One of the toughest things to deal with at work is a boss who doesn’t understand you — or worse, doesn’t understand what you do.
Wastewater operators run into that a lot. So there’s a twist to this month’s “Hearts and Minds” column. It’s not about helping the general public understand wastewater treatment and its importance. It’s about getting the bosses — those utility managers, aldermen, mayors — on board with treatment and the daily challenges operators face.
The story tells how John Hricko, manager at the Town of Crewe (Va.) Wastewater Treatment Plant, teamed with Town of Farmville manager Gerry Spates to put on a class in “Water & Wastewater Treatment 101 For Administrative Personnel.”
The moral is that the way to gain more support and buy-in at the top is not to complain and wish things would get better, but to do something affirmative about it. There was an interesting perspective on that general topic in our sister publication, Municipal Sewer & Water, last month.
There, workplace psychologist and leadership trainer Marie McIntyre emphasized that the boss-employee relationship is a two-way street: Employees are just as responsible for establishing a good relationship with their managers as those managers are for doing the same for their team.
Novel concept
That’s a novel concept — that warming up relations with the troops isn’t only the manager’s job. Just grasping that idea can be a start toward better cooperation at work.
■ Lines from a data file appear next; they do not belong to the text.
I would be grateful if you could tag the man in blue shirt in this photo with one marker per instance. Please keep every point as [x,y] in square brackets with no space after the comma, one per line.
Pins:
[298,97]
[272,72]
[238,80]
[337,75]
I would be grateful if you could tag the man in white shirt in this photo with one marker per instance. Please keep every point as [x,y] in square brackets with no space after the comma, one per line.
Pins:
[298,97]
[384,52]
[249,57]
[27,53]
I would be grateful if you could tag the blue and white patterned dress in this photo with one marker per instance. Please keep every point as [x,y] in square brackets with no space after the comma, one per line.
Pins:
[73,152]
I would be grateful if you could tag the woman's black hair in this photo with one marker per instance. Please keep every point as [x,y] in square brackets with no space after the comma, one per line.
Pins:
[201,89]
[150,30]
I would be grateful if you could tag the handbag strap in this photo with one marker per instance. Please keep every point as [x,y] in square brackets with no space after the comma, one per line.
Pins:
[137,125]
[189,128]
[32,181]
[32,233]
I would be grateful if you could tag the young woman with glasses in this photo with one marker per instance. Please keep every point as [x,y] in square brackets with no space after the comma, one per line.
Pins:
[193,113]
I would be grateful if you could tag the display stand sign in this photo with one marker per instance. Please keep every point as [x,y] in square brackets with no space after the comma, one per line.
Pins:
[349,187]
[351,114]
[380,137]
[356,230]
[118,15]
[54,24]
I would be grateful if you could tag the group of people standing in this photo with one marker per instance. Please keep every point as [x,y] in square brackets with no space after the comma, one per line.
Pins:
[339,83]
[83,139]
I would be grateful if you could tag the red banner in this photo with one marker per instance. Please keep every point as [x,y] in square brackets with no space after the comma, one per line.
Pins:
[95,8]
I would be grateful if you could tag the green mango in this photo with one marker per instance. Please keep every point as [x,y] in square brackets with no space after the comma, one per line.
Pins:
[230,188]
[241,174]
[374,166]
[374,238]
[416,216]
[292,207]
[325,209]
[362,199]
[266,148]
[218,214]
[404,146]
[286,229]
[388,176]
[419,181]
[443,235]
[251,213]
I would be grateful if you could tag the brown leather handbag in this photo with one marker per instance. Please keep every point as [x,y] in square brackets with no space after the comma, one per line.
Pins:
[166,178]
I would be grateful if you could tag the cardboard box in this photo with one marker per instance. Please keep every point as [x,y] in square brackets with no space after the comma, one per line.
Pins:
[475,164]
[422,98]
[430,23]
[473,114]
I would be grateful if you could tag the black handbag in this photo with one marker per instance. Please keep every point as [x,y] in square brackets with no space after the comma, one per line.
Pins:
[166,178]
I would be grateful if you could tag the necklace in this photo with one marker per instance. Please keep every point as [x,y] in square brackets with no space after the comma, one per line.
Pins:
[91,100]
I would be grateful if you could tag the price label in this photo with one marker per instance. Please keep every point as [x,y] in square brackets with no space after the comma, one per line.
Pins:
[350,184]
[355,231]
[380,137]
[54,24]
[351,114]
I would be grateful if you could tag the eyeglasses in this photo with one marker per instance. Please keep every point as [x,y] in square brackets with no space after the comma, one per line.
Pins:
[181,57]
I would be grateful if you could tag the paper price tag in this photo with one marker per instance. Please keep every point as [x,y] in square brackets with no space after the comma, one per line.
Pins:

Of course, many clean-water plant staffs are squarely on the same page with community decision makers. And plant staffs themselves seem, in general, to function quite cohesively.
But as Hricko and Spates observed, the people in city hall and the people at the plant often don’t connect as well as they should. Maybe that’s because the treatment people are specialists and the administrators are generalists. Maybe it’s that public officials and employees not in the clean-water professions prefer not to “get their hands dirty” — like the general public, they like treatment to be out of sight, out of mind.
Whatever the reason, a gap exists in many communities between those who run the plant and those who make the decisions and hold the purse strings.
Making an impact
Closing that gap doesn’t require doing something as elaborate as what Hricko and Spates did with their daylong course. There are many simpler and easier ways to establish connections — and the more personal the better.
How about inviting the city council or village board down for a tour? What about offering a tour as a matter of course to newly elected officials as soon as they take office?
How about popping into the mayor’s office maybe once a quarter to pass along an interesting article or your latest glowing report to your regulatory agency? Does your plant report regularly to the local council? That’s a good and convenient place to meet all the decision makers in the same room. How about asking for five minutes on the council agenda, maybe twice a year, to tell how the plant is doing?
And there’s nothing like good publicity to warm your local officials’ hearts. Keep your local newspaper apprised of your accomplishments — awards, service milestones, new certifications, promotions, compliance records. Your community leaders will notice.
Taking action
These ideas just scratch the surface. The point is to make the effort. It’s a near-universal truth that people find wastewater treatment interesting once they learn what is involved. That’s as true of public officials as it is of anyone else.
The point is: If your relationships with your administrators and council aren’t what you would like them to be, decide to make them better. Then act. As an old popular song said: “How often times it happens that we live our lives in chains, and we never even know we have the key.”